Bug 1644416

Summary: calico roles overwrite etcd_cert_config_dir causing issues with OpenShift management playbooks
Product: OpenShift Container Platform Reporter: Eric Rich <erich>
Component: InstallerAssignee: Scott Dodson <sdodson>
Status: CLOSED ERRATA QA Contact: ge liu <geliu>
Severity: high Docs Contact:
Priority: high    
Version: 3.11.0CC: aos-bugs, gpei, grodrigu, jokerman, mmccomas, sdodson
Target Milestone: ---   
Target Release: 3.11.z   
Hardware: Unspecified   
OS: Unspecified   
Whiteboard:
Fixed In Version: Doc Type: Bug Fix
Doc Text:
The scaleup playbooks when used in conjunction with Calico did not properly configure the Calico certificate paths causing them to fail. The playbooks have been updated to ensure that master scaleup with Calico works properly.
Story Points: ---
Clone Of: Environment:
Last Closed: 2019-01-10 09:04:10 UTC Type: Bug
Regression: --- Mount Type: ---
Documentation: --- CRM:
Verified Versions: Category: ---
oVirt Team: --- RHEL 7.3 requirements from Atomic Host:
Cloudforms Team: --- Target Upstream Version:
Embargoed:

Description Eric Rich 2018-10-30 19:14:00 UTC
Created attachment 1499043 [details]
Customer Logs

Description of problem:

When trying to scale up etcd, if you are are using the calico networking plugin/playbooks, the etcd_cert_config_dir is set, thus it does not follow our defaults (or align with what our variables (https://github.com/openshift/openshift-ansible/blob/release-3.11/roles/etcd/defaults/main.yaml#L27-L36) assume. This causes validation checks https://github.com/openshift/openshift-ansible/blob/release-3.11/roles/etcd/tasks/certificates/fetch_server_certificates_from_ca.yml#L182-L190 fail because the certificates are missing.  

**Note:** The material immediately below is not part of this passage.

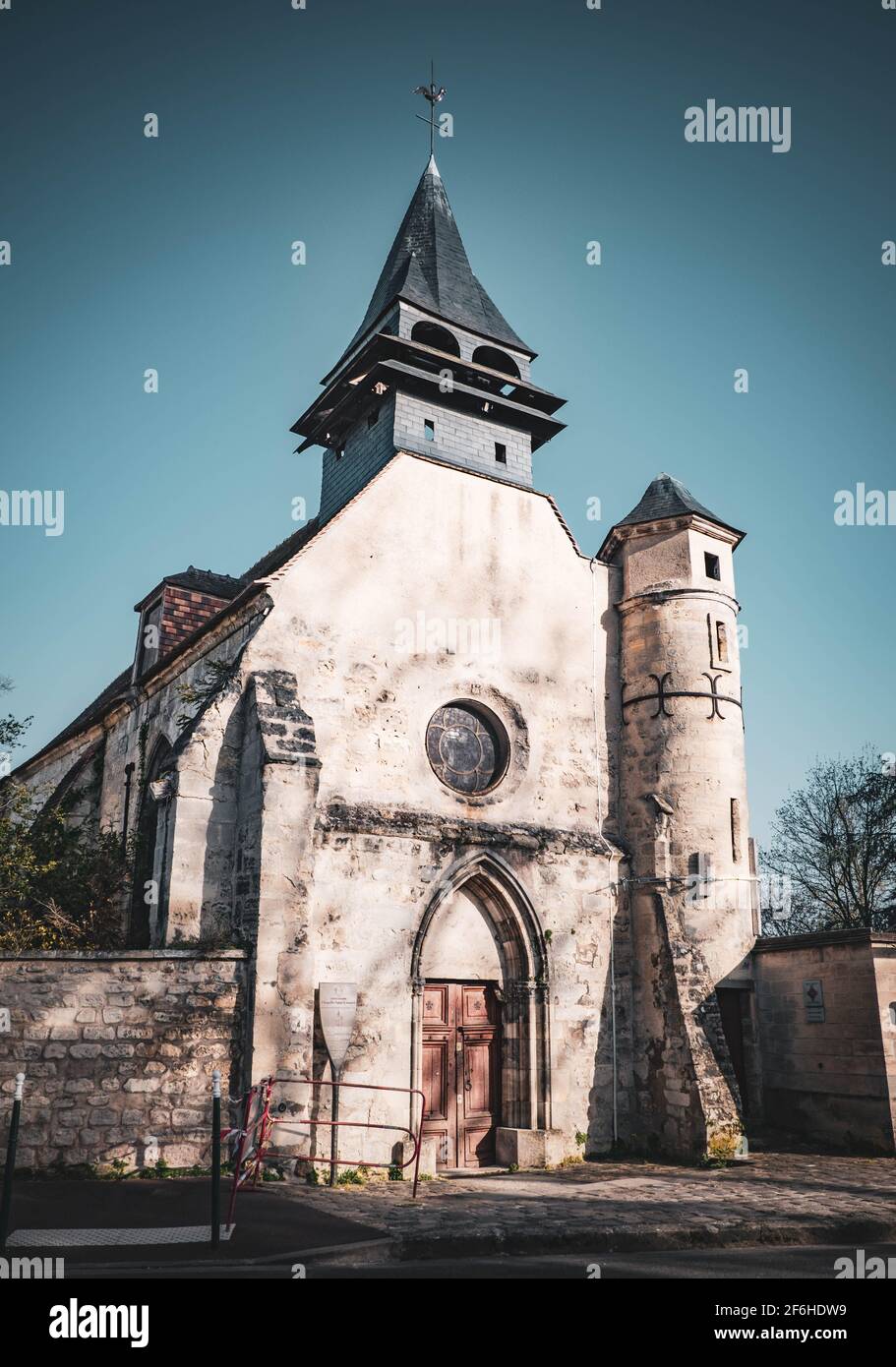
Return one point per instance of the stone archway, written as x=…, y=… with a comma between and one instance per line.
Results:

TASK [etcd : Validate permissions on certificate files] ****************************************************************************************************************
failed: [master1.HOSTNAME] (item=/etc/etcd/ca.crt) => {"changed": false, "item": "/etc/etcd/ca.crt", "msg": "file (/etc/etcd/ca.crt) is absent, cannot continue", "path": "/etc/etcd/ca.crt", "state": "absent"}
failed: [master2.HOSTNAME] (item=/etc/etcd/ca.crt) => {"changed": false, "item": "/etc/etcd/ca.crt", "msg": "file (/etc/etcd/ca.crt) is absent, cannot continue", "path": "/etc/etcd/ca.crt", "state": "absent"}
failed: [master1.HOSTNAME] (item=/etc/etcd/server.crt) => {"changed": false, "item": "/etc/etcd/server.crt", "msg": "file (/etc/etcd/server.crt) is absent, cannot continue", "path": "/etc/etcd/server.crt", "state": "absent"}
failed: [master2.HOSTNAME] (item=/etc/etcd/server.crt) => {"changed": false, "item": "/etc/etcd/server.crt", "msg": "file (/etc/etcd/server.crt) is absent, cannot continue", "path": "/etc/etcd/server.crt", "state": "absent"}
failed: [master1.HOSTNAME] (item=/etc/etcd/server.key) => {"changed": false, "item": "/etc/etcd/server.key", "msg": "file (/etc/etcd/server.key) is absent, cannot continue", "path": "/etc/etcd/server.key", "state": "absent"}
failed: [master2.HOSTNAME] (item=/etc/etcd/server.key) => {"changed": false, "item": "/etc/etcd/server.key", "msg": "file (/etc/etcd/server.key) is absent, cannot continue", "path": "/etc/etcd/server.key", "state": "absent"}

Version-Release number of the following components:
> rpm -qa | grep ansible 
openshift-ansible-docs-3.11.16-1.git.0.4ac6f81.el7.noarch
openshift-ansible-playbooks-3.11.16-1.git.0.4ac6f81.el7.noarch
openshift-ansible-3.11.16-1.git.0.4ac6f81.el7.noarch 
openshift-ansible-roles-3.11.16-1.git.0.4ac6f81.el7.noarch
ansible-2.6.5-1.el7ae.noarch 

How reproducible: Very
Actual results:

> see above

Expected results:

> the scaleup playbooks should succeed if the calico networking plugins are in place. 

Additional info:

I believe the bug is caused by https://github.com/openshift/openshift-ansible/blob/f8a632b77d4ea5f76a6d568be4f7c23a56e9197c/roles/calico/tasks/certs.yml#L24-L34

Please attach logs from ansible-playbook with the -vvv flag

Comment 3 Scott Dodson 2018-10-30 20:02:36 UTC
The version of playbooks in use pre-dates all of the Calico related fixes going into 3.11.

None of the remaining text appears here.